Inhibiting TWEAK (TNF-like weak inducer of apoptosis) signaling ameliorates blood brain barrier integrity and neuronal damage in neuropsychiatric lupus prone MRL/lpr mice (CCR3P.212)

Abstract

Abstract Neuropsychiatric disease (NPSLE) is one of the most common manifestations of human lupus, but remains poorly understood. TWEAK is a cytokine member of the TNF superfamily; its sole receptor, Fn14, is expressed in brain endothelial cells, astrocytes, microglia and neurons. In vitro, TWEAK signaling promotes expression of MCP-1, IL-6 and IL-8, decreases ZO-1 expression, and increases the permeability of human brain microvascular endothelial cells. Our previous study showed that Fn14 knockout (KO) in the MRL/lpr lupus strain led to markedly attenuated neuropsychiatric disease, as revealed by significant reduction in depressive-like behavior and improved cognitive function.
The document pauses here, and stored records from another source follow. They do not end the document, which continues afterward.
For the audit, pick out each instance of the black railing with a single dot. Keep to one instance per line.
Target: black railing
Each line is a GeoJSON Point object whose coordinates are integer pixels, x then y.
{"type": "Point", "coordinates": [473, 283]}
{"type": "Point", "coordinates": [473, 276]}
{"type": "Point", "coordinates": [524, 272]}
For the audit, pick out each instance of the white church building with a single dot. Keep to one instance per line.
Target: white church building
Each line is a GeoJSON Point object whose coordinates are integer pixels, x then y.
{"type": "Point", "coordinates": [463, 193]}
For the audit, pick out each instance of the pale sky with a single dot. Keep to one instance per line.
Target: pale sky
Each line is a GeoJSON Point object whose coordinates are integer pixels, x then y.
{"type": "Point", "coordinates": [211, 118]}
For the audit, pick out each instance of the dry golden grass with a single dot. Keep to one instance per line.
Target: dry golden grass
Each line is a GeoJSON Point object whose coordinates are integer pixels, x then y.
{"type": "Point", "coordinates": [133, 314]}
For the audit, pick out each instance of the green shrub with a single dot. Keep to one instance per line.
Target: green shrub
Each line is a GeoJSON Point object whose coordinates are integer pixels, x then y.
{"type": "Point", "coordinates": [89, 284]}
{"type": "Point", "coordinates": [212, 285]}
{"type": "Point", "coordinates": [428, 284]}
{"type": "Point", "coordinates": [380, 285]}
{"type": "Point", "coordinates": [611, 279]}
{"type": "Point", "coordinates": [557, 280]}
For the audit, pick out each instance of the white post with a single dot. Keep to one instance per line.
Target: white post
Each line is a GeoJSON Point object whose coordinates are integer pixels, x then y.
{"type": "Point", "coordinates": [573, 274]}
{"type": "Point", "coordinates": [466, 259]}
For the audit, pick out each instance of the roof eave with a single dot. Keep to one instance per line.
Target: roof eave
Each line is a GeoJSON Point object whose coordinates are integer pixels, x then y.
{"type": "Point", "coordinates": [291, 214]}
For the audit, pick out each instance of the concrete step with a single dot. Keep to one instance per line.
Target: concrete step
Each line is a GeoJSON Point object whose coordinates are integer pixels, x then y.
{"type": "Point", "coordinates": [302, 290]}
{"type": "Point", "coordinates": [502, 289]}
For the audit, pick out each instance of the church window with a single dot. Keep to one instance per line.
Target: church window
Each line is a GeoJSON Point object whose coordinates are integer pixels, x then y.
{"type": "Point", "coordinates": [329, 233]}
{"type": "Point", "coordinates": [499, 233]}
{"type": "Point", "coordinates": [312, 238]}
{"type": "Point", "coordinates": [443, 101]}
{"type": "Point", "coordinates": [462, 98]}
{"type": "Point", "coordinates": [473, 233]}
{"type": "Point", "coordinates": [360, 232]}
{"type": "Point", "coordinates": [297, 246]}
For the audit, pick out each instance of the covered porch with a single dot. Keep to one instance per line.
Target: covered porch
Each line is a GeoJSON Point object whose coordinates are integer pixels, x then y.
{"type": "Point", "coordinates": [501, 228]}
The purpose of the present study was to determine the mechanisms by which TWEAK signaling is instrumental in the pathogenesis of NPSLE. We found that Fn14KO mice had improved BBB integrity as shown by decreased fibronectin and IgG deposition in the brain. Further, there were fewer cellular infiltrates in Fn14KO mice. Additionally, Fn14KO mice displayed reduced neuron apoptosis and hippocampal gliosis. Interestingly, there were no differences in neurogenesis and microglia activation, or in circulating autoantibody titers, between Fn14KO and Fn14WT mice. Our studies indicate that TWEAK/Fn14 interactions play a central role in the pathogenesis of NPSLE by improving BBB integrity and reducing neuronal damage, suggesting a novel target for therapeutic intervention for this major disease manifestation.